Joines: I don't know if it's folklore so much as enjoying taking elements of childhood that a lot of people see as beyond reproach and muddying them up a bit, exposing a slightly more sinister, dysfunctional side to them...here I'm doing it with imaginary friends, in my other book (KRAMPUS! from Image) I'm doing it to Santa Claus and Christmas. It's easy to equate that with folklore and fairy tales, since the versions we grow up with in this country are a far cry from their darker original texts.
Nrama: Do you have any additional material that might be added into the trade once it's released?
Joines: I know Bachan has a lot of amazing sketches of incidental, background imaginary friends that I hope make their way to the trade. As far as me, personally....maybe the original pitch or an early draft of the script, but for the most part I pretty much put everything into the finished book. I'd certainly be happy to do a new original story for the trade, but like I said, I'm hoping for another crack at the characters in their own series again; even as we're wrapping up, I feel like we're just getting started.
Nrama: When it came to designing the friends, was it more of a collaborative effort, or did you give Bachan carte blanche?
Joines: I had a basic idea of what I wanted the main imaginary characters to be...Furdlegurr I saw as a bear-type creature, Blounder was always going to be a blob guy with small toys and whatnot floating around inside of him. Khary Randolph took an initial pass, then Bahcan did some additional polishing on the designs. But any crowd scenes are pure Bachan. And what's great is there are always a few characters I see in those scenes that I want to expand on down the road. For a writer, that's a gift that keeps on giving.
Nrama: Do you ever think you'll return to this world down the line?
Joines: I certainly hope so. Without spoiling the final issue, while the stories of certain characters come to a close (at least for now), we end at a spot where we're primed to dive into the next adventure, pull the curtain back a little more on this world. Nothing has been decided, but I've had a few unofficial "what if" conversations with friends at BOOM! and if I get the greenlight for more, the next storyline is going to be ridiculously awesome. People who read the book seem to love it and want more, so I hope I can give it to them soon.
Nrama: What does 2014 hold for you, Brian? Is there anything in the works you'd like to mention?

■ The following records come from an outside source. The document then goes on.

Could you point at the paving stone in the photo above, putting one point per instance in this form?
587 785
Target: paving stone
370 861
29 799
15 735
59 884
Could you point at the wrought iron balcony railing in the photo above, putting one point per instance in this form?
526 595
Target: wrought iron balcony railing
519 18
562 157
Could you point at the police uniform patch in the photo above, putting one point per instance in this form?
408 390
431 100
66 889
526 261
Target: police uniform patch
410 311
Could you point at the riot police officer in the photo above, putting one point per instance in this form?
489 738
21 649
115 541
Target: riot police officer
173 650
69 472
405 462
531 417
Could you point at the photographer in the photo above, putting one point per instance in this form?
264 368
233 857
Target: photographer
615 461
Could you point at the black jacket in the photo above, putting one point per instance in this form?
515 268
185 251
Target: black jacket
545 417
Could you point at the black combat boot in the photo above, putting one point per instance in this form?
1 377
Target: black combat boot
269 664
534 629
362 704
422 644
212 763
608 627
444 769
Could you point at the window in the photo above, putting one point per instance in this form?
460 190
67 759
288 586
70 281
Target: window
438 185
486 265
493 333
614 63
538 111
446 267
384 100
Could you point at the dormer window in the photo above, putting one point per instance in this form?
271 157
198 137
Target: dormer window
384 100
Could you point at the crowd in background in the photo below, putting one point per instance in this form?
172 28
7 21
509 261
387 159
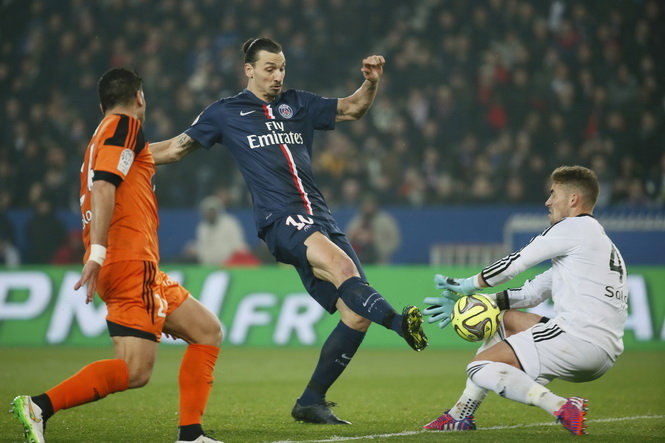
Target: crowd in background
479 99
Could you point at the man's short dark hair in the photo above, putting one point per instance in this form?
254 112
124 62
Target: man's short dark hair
252 46
581 178
118 86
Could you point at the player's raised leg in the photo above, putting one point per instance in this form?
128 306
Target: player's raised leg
201 329
337 263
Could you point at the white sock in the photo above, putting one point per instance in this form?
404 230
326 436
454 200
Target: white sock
469 402
496 338
514 384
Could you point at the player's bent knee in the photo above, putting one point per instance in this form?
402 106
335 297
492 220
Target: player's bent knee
210 333
139 378
355 321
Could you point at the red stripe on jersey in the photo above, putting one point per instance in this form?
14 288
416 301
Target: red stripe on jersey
296 179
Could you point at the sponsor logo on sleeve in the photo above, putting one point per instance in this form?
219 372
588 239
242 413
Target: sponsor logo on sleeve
126 160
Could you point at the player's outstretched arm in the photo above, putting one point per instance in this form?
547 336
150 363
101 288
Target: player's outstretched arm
174 149
357 104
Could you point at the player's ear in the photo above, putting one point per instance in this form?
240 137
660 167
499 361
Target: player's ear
574 199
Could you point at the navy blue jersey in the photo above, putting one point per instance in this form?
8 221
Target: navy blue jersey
272 145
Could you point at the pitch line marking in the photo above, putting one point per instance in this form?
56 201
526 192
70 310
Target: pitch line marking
491 428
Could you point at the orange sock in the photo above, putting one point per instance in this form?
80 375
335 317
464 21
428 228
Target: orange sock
95 381
195 381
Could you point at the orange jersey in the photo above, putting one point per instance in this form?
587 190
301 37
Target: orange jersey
118 147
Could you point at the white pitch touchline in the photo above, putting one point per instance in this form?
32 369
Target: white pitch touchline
491 428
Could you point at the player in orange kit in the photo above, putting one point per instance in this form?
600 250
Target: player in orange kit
119 214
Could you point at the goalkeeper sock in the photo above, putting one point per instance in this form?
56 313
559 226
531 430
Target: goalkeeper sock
336 354
365 301
496 338
469 402
94 381
514 384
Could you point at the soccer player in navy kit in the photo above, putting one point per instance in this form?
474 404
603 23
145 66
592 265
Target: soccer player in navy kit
270 132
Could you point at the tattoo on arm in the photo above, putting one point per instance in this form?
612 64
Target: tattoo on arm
186 143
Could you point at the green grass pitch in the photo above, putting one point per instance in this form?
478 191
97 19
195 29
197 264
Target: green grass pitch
388 394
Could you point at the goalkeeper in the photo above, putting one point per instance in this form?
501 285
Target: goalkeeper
586 282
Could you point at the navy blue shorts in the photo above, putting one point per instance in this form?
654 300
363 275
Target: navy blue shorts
286 237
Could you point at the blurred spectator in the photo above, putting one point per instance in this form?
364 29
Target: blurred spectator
45 232
373 233
220 238
581 78
9 255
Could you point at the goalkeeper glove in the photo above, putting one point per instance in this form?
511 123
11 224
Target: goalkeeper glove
466 286
442 308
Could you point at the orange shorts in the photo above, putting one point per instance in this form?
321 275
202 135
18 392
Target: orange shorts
138 297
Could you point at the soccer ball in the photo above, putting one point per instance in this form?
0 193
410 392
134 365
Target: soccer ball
475 317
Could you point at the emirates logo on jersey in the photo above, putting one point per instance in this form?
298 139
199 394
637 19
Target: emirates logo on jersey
285 111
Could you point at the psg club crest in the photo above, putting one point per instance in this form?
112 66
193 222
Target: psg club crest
285 111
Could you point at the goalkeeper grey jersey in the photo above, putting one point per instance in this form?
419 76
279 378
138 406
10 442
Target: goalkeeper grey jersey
587 280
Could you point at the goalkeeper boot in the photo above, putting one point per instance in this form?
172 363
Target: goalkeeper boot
30 416
201 439
412 328
318 413
572 415
447 423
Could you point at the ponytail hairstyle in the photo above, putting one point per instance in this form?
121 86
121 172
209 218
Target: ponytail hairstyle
252 47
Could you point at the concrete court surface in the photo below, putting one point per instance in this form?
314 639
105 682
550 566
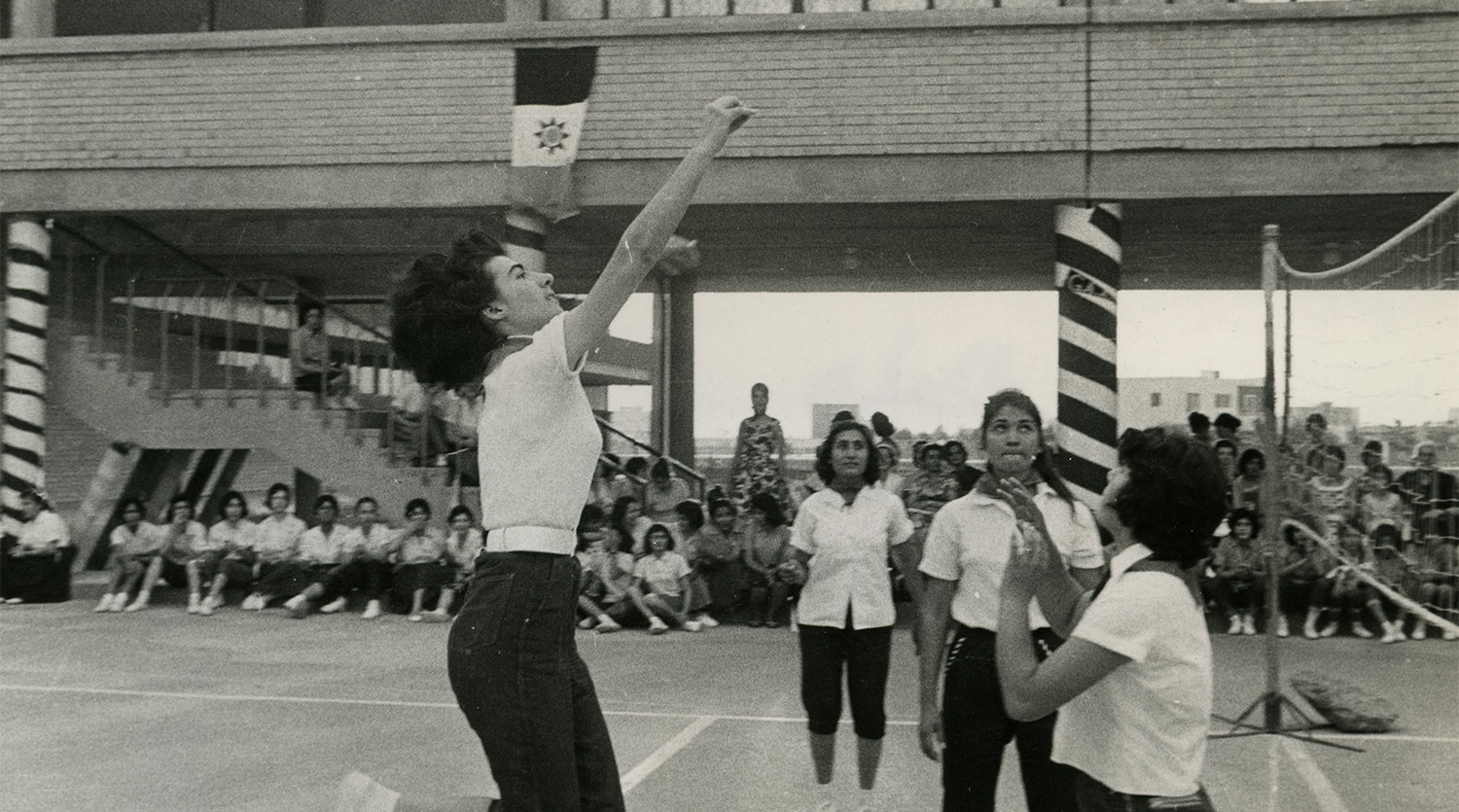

Joines: 2013 was a huge year for me in terms of finally getting my work on the shelves again. The plan for 2014 is to maintain that momentum and, ideally, add to it. I still have KRAMPUS! coming out from Image and I have a pair of pitches in at Image and BOOM! I'm waiting to hear back on. Beyond that, I have a couple projects in early stages of development I hope to shop around this year, plus I'm looking at branching out to other industries...the kind that require a move to Los Angeles. So that may be in the cards this year. But my mantra for 2014 is basically "maintain, maintain, maintain."